The problem with a Liberal-Conservative coalition is… well, you can finish that sentence in a number of ways, from a number of different perspectives and almost all of them would be correct. While it seems that Cameron and Clegg might get on personally, the rest of their parties don’t and trying to get through those decades of distrust, contempt and outright hatred at times is not going to be easy, if it’s even possible at all. However, to even get to that point, there has to be a resolution on the issue of electoral reform first.
Whatever happens, I think the media will get their ‘angry Lib Dems quit party’ story – not just people disgruntled at teaming up with one party or another, but even if he finds a way to not choose either, someone will doubtless get themselves their fifteen minutes of fame by claiming we should have done a deal and walk off in a huff because we didn’t.
I know I couldn’t support any coalition deal with any party that doesn’t have a clear and timetabled commitment to a referendum on electoral reform. Not just a Blair-esque ‘we’ll have a referendum at some point in the future’ promise but a definite date by which said referendum will happen.
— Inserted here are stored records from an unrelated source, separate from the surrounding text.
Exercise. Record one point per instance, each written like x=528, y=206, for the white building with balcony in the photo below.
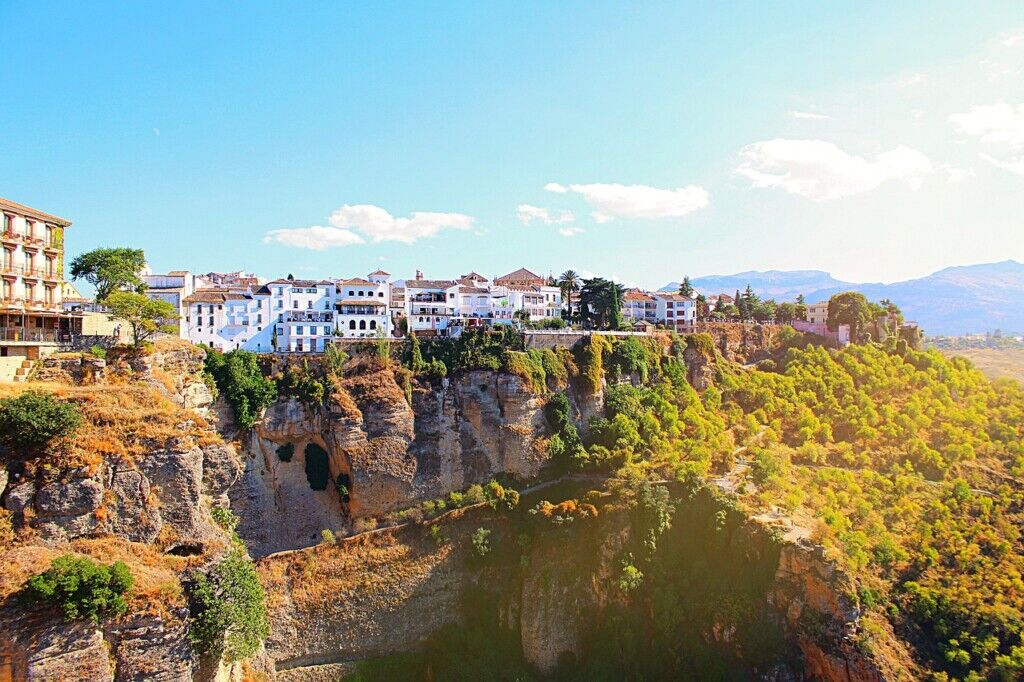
x=365, y=306
x=431, y=305
x=676, y=311
x=32, y=315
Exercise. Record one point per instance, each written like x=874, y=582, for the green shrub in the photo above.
x=481, y=542
x=437, y=535
x=702, y=343
x=301, y=383
x=225, y=518
x=81, y=588
x=527, y=366
x=240, y=380
x=631, y=578
x=286, y=452
x=317, y=469
x=227, y=608
x=335, y=358
x=33, y=419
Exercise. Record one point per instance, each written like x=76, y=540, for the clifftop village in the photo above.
x=42, y=312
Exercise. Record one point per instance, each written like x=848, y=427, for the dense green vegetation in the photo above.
x=32, y=419
x=241, y=381
x=227, y=607
x=81, y=588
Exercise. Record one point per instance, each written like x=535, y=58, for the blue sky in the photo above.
x=879, y=140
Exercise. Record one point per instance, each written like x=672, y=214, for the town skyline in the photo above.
x=741, y=156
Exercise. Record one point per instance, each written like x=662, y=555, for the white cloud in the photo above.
x=356, y=224
x=993, y=124
x=1014, y=165
x=636, y=201
x=316, y=238
x=379, y=225
x=527, y=214
x=956, y=175
x=822, y=171
x=910, y=80
x=810, y=116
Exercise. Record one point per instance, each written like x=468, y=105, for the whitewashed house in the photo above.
x=431, y=305
x=676, y=311
x=364, y=306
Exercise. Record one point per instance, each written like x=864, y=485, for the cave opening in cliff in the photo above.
x=343, y=482
x=317, y=467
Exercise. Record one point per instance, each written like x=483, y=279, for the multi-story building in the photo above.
x=639, y=306
x=817, y=313
x=676, y=311
x=173, y=288
x=304, y=312
x=431, y=305
x=32, y=315
x=365, y=306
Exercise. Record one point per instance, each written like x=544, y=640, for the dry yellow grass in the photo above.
x=157, y=589
x=121, y=419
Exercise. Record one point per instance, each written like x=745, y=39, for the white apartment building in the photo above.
x=174, y=288
x=364, y=306
x=304, y=313
x=640, y=306
x=431, y=305
x=676, y=311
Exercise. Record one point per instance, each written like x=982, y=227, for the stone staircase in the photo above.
x=15, y=369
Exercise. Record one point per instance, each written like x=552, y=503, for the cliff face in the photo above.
x=388, y=454
x=136, y=485
x=741, y=343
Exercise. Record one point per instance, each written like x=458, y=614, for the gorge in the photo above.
x=627, y=508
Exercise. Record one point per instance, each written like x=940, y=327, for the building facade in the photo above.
x=32, y=315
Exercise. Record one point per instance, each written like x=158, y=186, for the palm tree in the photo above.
x=601, y=302
x=568, y=282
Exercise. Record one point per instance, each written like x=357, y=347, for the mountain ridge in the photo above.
x=952, y=301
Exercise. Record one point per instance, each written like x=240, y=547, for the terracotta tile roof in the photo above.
x=22, y=209
x=429, y=284
x=361, y=301
x=214, y=296
x=301, y=283
x=521, y=273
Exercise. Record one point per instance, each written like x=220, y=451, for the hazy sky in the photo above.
x=641, y=140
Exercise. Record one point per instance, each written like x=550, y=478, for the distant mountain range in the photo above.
x=951, y=302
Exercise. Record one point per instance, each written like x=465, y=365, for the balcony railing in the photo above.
x=309, y=316
x=28, y=335
x=25, y=270
x=361, y=310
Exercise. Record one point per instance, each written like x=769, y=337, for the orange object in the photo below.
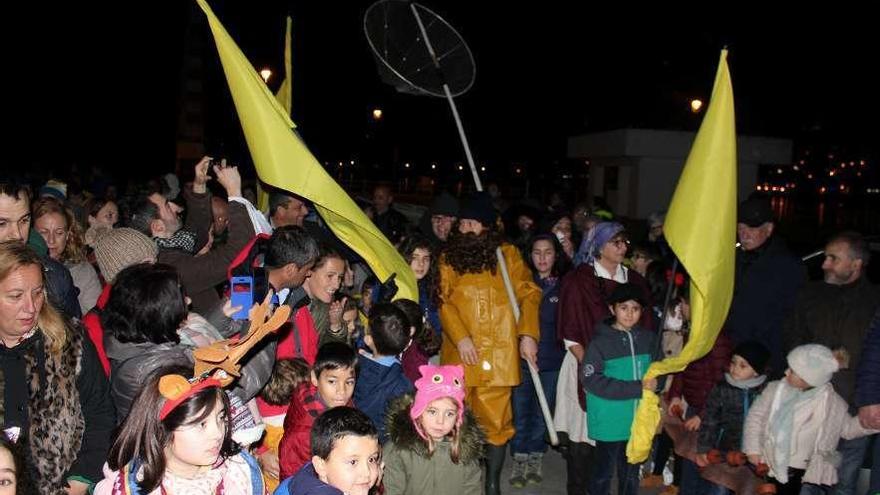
x=736, y=458
x=766, y=488
x=225, y=354
x=762, y=469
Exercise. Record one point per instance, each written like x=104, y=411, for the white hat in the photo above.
x=814, y=363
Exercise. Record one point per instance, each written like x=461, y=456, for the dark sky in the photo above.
x=99, y=83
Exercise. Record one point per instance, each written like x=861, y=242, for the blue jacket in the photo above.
x=550, y=349
x=376, y=385
x=868, y=381
x=764, y=293
x=306, y=482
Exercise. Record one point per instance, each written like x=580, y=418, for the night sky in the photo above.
x=100, y=83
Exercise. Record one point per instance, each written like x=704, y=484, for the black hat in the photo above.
x=479, y=207
x=755, y=211
x=755, y=353
x=626, y=292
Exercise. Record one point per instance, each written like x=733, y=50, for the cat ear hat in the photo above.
x=435, y=383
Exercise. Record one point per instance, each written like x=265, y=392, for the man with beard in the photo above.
x=479, y=327
x=157, y=218
x=837, y=313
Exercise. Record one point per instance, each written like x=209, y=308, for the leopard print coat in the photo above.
x=56, y=423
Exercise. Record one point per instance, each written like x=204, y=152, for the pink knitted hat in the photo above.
x=438, y=382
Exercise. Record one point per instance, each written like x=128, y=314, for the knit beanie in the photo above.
x=435, y=383
x=755, y=354
x=479, y=207
x=120, y=248
x=814, y=363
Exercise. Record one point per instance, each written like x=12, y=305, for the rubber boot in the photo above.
x=494, y=463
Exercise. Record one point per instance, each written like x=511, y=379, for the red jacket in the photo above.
x=697, y=380
x=308, y=337
x=295, y=450
x=92, y=322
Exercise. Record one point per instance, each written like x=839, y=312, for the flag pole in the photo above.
x=505, y=275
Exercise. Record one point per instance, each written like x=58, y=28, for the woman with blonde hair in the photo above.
x=64, y=238
x=54, y=394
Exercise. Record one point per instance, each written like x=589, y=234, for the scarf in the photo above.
x=182, y=239
x=781, y=424
x=597, y=237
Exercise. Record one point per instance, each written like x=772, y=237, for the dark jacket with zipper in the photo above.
x=611, y=373
x=725, y=415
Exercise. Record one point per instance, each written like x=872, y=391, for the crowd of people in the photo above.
x=108, y=300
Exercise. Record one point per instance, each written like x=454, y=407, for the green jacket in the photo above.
x=411, y=470
x=612, y=373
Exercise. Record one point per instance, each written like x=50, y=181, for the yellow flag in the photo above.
x=282, y=160
x=701, y=229
x=285, y=98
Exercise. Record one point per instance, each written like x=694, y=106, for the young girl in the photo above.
x=796, y=423
x=434, y=446
x=13, y=474
x=177, y=439
x=419, y=252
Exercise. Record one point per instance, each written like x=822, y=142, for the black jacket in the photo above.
x=724, y=417
x=766, y=285
x=838, y=317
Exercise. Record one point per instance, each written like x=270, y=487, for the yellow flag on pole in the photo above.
x=701, y=230
x=285, y=98
x=282, y=160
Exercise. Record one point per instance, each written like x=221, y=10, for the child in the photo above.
x=331, y=385
x=381, y=377
x=345, y=457
x=273, y=401
x=13, y=474
x=419, y=253
x=728, y=405
x=612, y=370
x=177, y=438
x=434, y=446
x=424, y=342
x=796, y=423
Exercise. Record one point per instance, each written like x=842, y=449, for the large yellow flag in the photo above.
x=701, y=229
x=282, y=160
x=284, y=97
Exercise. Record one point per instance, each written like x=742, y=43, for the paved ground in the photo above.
x=554, y=479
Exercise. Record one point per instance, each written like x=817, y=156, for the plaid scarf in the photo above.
x=182, y=239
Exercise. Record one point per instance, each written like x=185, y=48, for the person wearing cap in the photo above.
x=837, y=312
x=437, y=222
x=796, y=423
x=434, y=446
x=767, y=278
x=178, y=243
x=15, y=225
x=582, y=305
x=480, y=330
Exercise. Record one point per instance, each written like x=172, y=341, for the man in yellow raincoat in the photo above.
x=480, y=331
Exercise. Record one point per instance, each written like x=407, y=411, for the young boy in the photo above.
x=612, y=370
x=381, y=375
x=345, y=457
x=726, y=409
x=331, y=385
x=796, y=423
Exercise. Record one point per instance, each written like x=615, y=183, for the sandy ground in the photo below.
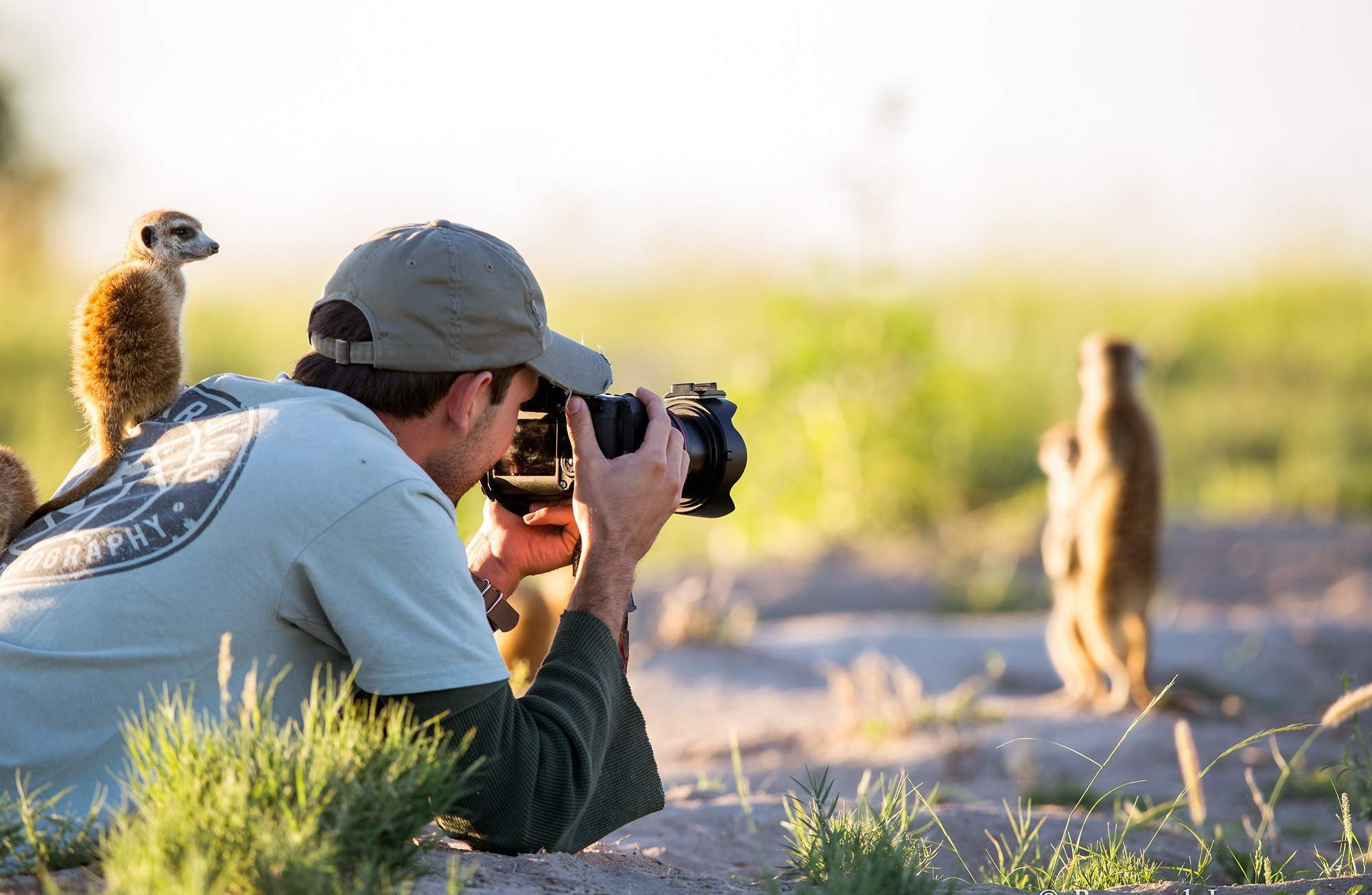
x=1257, y=623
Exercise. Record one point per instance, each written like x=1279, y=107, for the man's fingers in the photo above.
x=659, y=426
x=556, y=515
x=581, y=431
x=685, y=467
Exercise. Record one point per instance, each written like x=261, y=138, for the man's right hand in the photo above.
x=621, y=504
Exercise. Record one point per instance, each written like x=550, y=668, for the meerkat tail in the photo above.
x=110, y=437
x=19, y=496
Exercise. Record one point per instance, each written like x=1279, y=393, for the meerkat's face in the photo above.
x=1058, y=452
x=174, y=238
x=1108, y=366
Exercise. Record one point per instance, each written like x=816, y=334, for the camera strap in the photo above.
x=501, y=615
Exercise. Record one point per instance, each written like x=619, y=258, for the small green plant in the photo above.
x=1255, y=866
x=873, y=846
x=330, y=802
x=1020, y=859
x=1353, y=770
x=35, y=837
x=1057, y=791
x=1352, y=857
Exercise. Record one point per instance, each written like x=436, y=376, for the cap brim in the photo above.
x=573, y=366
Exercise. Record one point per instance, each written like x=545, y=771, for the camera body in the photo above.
x=539, y=464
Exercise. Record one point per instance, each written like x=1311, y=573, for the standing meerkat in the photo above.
x=127, y=339
x=1058, y=455
x=1119, y=512
x=19, y=496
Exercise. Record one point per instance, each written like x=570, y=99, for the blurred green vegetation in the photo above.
x=873, y=418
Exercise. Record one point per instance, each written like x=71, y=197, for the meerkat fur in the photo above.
x=1058, y=453
x=19, y=496
x=127, y=339
x=1119, y=514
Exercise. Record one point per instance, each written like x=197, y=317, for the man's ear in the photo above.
x=467, y=400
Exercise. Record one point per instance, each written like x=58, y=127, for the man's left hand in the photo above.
x=508, y=548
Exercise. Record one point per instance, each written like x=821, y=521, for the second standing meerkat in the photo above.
x=127, y=339
x=1119, y=514
x=1058, y=455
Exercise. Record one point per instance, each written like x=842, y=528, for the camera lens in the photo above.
x=539, y=464
x=718, y=453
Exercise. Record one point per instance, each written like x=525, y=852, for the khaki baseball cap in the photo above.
x=441, y=297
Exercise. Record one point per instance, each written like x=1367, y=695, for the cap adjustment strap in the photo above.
x=344, y=352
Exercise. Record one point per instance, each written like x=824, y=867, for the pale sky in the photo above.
x=603, y=138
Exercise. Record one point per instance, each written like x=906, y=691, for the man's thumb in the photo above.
x=580, y=429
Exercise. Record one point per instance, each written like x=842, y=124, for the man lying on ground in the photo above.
x=314, y=519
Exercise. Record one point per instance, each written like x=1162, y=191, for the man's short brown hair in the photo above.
x=400, y=393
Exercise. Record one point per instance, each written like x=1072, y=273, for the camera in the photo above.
x=539, y=464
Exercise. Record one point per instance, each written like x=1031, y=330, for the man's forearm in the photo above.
x=603, y=588
x=567, y=763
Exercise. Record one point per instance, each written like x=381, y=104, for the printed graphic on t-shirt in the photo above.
x=175, y=475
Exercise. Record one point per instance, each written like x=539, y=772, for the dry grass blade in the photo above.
x=1347, y=706
x=1190, y=763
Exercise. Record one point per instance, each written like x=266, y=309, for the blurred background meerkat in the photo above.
x=1119, y=508
x=1058, y=455
x=19, y=496
x=540, y=606
x=127, y=339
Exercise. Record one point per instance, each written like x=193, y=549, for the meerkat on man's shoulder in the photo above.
x=127, y=339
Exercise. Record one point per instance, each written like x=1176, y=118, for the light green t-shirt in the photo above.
x=281, y=514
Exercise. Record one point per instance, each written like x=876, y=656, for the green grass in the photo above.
x=330, y=802
x=872, y=847
x=36, y=837
x=873, y=416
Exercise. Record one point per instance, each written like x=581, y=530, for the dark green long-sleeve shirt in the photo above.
x=567, y=763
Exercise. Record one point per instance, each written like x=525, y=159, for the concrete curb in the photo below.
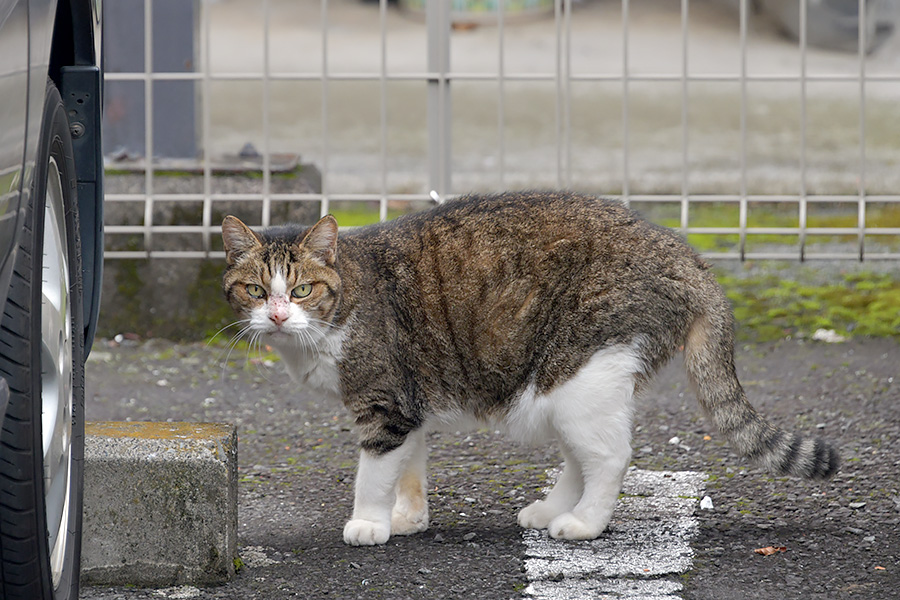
x=160, y=503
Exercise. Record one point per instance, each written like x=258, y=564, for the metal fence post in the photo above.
x=437, y=21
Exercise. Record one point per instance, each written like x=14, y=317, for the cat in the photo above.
x=543, y=314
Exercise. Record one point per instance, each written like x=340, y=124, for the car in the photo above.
x=51, y=244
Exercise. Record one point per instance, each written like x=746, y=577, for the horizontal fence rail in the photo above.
x=392, y=106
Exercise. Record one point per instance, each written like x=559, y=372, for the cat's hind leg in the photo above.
x=410, y=512
x=377, y=480
x=562, y=498
x=593, y=417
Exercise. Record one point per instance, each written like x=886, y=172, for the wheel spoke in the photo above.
x=56, y=369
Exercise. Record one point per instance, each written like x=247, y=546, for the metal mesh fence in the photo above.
x=702, y=115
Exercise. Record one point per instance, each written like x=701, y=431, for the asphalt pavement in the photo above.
x=834, y=539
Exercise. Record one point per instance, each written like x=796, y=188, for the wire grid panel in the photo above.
x=699, y=115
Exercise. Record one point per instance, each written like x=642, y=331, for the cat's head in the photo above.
x=283, y=281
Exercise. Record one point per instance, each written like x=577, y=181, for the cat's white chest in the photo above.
x=316, y=369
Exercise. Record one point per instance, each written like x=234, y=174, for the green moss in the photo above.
x=770, y=307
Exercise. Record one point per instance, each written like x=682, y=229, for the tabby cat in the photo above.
x=542, y=314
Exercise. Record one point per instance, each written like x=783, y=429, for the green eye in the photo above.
x=256, y=291
x=302, y=291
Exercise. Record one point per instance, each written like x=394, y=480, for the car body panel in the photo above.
x=59, y=39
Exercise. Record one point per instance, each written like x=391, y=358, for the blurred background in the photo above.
x=762, y=129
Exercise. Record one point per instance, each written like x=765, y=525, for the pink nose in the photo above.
x=279, y=310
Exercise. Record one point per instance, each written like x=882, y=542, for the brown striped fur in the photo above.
x=459, y=308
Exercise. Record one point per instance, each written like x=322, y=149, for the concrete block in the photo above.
x=160, y=503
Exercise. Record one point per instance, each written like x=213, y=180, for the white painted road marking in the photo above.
x=647, y=543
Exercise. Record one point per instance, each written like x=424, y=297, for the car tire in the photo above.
x=42, y=361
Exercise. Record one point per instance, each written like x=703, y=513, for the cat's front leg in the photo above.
x=410, y=513
x=375, y=494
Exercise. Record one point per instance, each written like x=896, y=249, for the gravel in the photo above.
x=297, y=460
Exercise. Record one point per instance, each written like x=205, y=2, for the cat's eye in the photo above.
x=256, y=291
x=302, y=291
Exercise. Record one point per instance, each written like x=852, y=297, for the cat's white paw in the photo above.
x=359, y=532
x=567, y=526
x=537, y=515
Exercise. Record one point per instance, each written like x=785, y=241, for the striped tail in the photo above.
x=709, y=358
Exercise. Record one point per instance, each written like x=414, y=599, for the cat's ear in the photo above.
x=238, y=239
x=321, y=240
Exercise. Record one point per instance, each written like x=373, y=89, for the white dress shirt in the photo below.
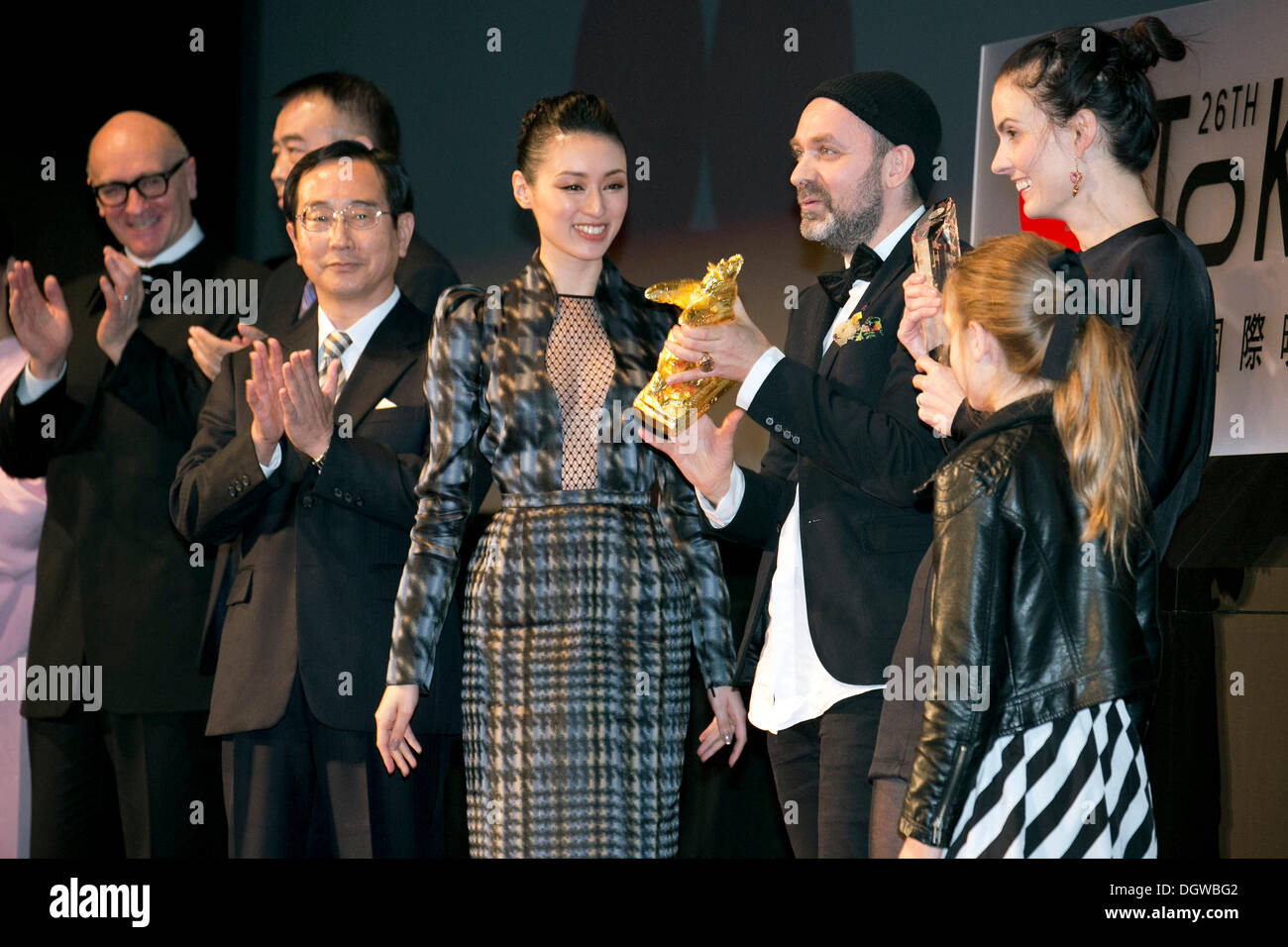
x=791, y=684
x=31, y=386
x=360, y=334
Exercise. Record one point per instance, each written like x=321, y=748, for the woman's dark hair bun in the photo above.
x=574, y=111
x=1146, y=42
x=1063, y=72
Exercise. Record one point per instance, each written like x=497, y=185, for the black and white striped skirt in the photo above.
x=1073, y=788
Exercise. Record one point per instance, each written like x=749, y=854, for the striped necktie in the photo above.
x=333, y=347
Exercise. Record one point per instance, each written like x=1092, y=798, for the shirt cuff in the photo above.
x=273, y=463
x=31, y=388
x=756, y=375
x=722, y=513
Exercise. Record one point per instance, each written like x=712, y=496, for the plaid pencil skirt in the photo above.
x=578, y=634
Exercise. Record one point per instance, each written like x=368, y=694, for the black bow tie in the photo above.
x=863, y=265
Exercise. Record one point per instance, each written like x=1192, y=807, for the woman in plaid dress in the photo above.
x=593, y=581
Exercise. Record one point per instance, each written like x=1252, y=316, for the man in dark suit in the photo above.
x=103, y=410
x=832, y=504
x=314, y=112
x=317, y=492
Without that sort of commitment, I can’t see how Clegg and his negotiators could get the backing of the Parliamentary Party or the Federal Executive for a coalition, let alone survive a party conference. Electoral reform is a fundamental part of the Liberal Democrats’ raison d’etre and it’s not something we’d give up on for a few ministerial cars.
However, I do think there is a way for Cameron to get round it, if he can sell it to his party. Remember that our demand is not for the Government to force through electoral reform itself, just a referendum on it. If the Conservatives feel so strongly about it, and think they’re right, then why should they shy away from putting that argument to the people and asking them to decide? Sure, have a committee of inquiry to decide what should be put to the public, but that committee has to have a deadline by which it must report it’s recommendations to Parliament, which will then agree a referendum. I’ve already heard a comparison made to the 1975 referendum on the Common Market where members of the same party campaigned on different sides of the issue yet were able to come together again afterwards.
Of course, even if that can be agreed, then we’ll turn to the rest of the agreement and what sort of policy commitments it requires, but that won’t happen until after the electoral reform question is settled.
Finally, the other option that’s not been brought up much is the possibility of some form of grand coalition or government of national unity. If talks between the Liberal Democrats and the Conservatives do break down then that might become the only workable option remaining on the table, but that’s something I’ll write more about if we get to that position.